# lighting for a 30 gallon



## j-man the skater-man (Apr 4, 2005)

this may be the wrong place for this but it says equipment so hear i go......

i have a lightly planted tank and the plants seem ok but look like they are laking something i am not using fertilized or anything special but i only have cobomba, apono bulbs (and some corys and tetras) and i was also planning on adding shrimp so i was wondering if a light bulb was made specifically for the purpose of inverts and plants and if so 

what type is it?
is it expensive?
is it worth my time?
will it screw up the miracle that the plants have servived this long?

thanks in advance for the help and i am sorry about any spelling errors

jason


----------



## Damon (Jan 18, 2005)

There are bulbs which will help the plants out.
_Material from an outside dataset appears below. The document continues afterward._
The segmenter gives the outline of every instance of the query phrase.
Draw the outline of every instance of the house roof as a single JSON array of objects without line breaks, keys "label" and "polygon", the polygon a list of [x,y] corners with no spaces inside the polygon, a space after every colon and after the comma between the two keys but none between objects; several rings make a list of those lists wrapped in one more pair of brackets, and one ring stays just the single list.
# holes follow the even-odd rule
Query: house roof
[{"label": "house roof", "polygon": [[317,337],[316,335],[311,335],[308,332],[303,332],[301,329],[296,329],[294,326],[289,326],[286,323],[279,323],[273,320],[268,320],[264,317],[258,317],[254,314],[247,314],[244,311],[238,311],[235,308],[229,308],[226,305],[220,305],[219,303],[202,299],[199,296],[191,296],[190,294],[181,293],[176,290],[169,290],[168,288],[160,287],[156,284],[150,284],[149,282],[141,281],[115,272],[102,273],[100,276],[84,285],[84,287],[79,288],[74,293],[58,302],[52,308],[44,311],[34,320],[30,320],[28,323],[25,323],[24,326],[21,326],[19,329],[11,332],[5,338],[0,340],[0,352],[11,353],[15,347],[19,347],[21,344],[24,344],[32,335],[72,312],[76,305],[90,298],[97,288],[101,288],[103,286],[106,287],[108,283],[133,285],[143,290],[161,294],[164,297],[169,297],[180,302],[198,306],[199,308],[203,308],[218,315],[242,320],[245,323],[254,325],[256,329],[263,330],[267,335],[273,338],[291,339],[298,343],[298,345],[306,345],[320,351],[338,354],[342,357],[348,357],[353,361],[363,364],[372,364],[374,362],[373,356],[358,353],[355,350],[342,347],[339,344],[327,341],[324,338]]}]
DO NOT go by what the manufacture says. Coralife, for one, has "plant bulbs". And they charge an arm and a leg for them. Look for a bulb that is high in umens compared to the same size bulb from other manufacturers. A kelvin rating (which really isn't as important) of 6500-9325K is optimal for appearance. Any lower and the tank looks yellow, any higher and the tank looks white. If you want PC (power compact) there are many to choose from. Big Al's has a great selection. Do not buy 50/50 bulbs or actinic ones. A 30 gallon tank is 36 inches correct? A 36 inch 96watt PC fixture and bulb would be perfect.


----------